There is a twofold beauty in this expression which not only marks the courage of this beast, by asking if he can be reared? But likewise raises a noble image of his swiftness, by insinuating, that if he could be frighted, he would bound away with the nimbleness of a grasshopper.
“The glory of his nostrils is terrible.” This is more strong and concise than that of Virgil, which yet is the noblest line that was ever written with out inspiration:
“And in his nostrils rolls collected fire.”
“He rejoiceth in his strength – He mocketh at fear – neither believeth he that it is the sound of the trumpet. He saith among the trumpets, Ha, ha.” Are signs of courage, and we said before, flowing from an inward principle. There is a peculiar beauty in his “not believing it is the sound of the trumpet;” but when he was sure of it, and is “amongst the trumpets, he saith, Ha, ha;” he neighs, he rejoices. His docility is elegantly painted in his being unmoved at the “rattling quiver, the glittering spear, and the shield:” and is well initiated by Oppian (who undoubtedly read Job as well as Virgil) in his poem upon hunting:
“How firm the managed war-horse keeps his ground,
Nor breaks his order, tho’ the trumpets sound!
With fearless eye the glittering host surveys,
And glares directly at the helmet’s blaze!
The master’s word, the laws of war he knows,
And when to stop, and when to charge the foes.”

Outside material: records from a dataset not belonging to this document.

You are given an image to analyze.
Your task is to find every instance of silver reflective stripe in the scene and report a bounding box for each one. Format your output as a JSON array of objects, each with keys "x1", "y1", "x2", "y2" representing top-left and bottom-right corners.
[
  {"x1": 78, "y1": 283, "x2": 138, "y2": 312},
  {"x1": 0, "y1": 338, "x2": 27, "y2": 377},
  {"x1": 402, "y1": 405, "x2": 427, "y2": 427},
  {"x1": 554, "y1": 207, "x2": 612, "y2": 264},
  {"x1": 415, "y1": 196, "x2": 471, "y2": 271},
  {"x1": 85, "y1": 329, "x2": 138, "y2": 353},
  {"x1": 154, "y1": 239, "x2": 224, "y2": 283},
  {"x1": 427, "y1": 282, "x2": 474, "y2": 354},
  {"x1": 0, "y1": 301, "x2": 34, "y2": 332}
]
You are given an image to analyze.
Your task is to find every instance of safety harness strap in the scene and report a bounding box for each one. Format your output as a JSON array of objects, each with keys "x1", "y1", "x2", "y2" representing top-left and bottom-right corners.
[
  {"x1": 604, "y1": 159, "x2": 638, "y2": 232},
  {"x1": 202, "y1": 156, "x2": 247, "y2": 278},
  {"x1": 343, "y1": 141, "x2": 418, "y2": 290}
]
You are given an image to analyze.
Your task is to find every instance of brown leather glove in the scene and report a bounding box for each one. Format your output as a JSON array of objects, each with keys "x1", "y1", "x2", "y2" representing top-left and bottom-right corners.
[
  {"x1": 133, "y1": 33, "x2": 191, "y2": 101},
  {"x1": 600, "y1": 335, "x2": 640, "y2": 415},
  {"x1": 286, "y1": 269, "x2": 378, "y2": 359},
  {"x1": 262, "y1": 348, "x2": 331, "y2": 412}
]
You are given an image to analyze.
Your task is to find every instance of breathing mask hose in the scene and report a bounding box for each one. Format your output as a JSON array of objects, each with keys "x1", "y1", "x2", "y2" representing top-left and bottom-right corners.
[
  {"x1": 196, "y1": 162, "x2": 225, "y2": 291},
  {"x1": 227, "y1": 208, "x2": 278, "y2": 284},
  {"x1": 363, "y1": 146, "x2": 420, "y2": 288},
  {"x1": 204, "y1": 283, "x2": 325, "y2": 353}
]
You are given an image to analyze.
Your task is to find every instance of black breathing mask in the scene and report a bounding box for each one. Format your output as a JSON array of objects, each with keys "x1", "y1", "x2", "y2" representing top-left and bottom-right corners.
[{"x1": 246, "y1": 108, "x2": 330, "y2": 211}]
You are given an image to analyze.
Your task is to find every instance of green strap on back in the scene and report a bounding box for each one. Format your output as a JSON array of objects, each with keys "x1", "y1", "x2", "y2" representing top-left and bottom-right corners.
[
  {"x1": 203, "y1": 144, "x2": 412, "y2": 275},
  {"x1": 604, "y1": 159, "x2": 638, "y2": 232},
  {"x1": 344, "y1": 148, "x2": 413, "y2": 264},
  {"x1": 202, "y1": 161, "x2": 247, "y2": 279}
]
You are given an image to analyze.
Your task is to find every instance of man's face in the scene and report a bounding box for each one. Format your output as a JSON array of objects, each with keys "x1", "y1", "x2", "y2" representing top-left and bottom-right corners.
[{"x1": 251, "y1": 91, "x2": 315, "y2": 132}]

“He swalloweth the ground,” is an expression for prodigious swiftness, in use amongst the Arabians, Job’s countrymen at this day. It is indeed the boldest and noblest of images for swiftness….
“The impatient courser pants in every vein,
And pawing, seems to beat the distant plain:
Hills, vales, and floods, appear already cross’d,
And ere he starts, a thousand steps are lost.”
“He smelleth the battle afar off.” and what follows about the shouting, is a circumstance expressed with great spirit by Lucan:
“So when the ring with joyful shouts resounds,
With rage and pride the imprisoned courser bounds;
He frets, he foams, he rends his idle rein;
Springs o’er the fence, and head-long seeks the plain.”
Thus incomparably superior is the sacred writer to the profane poets.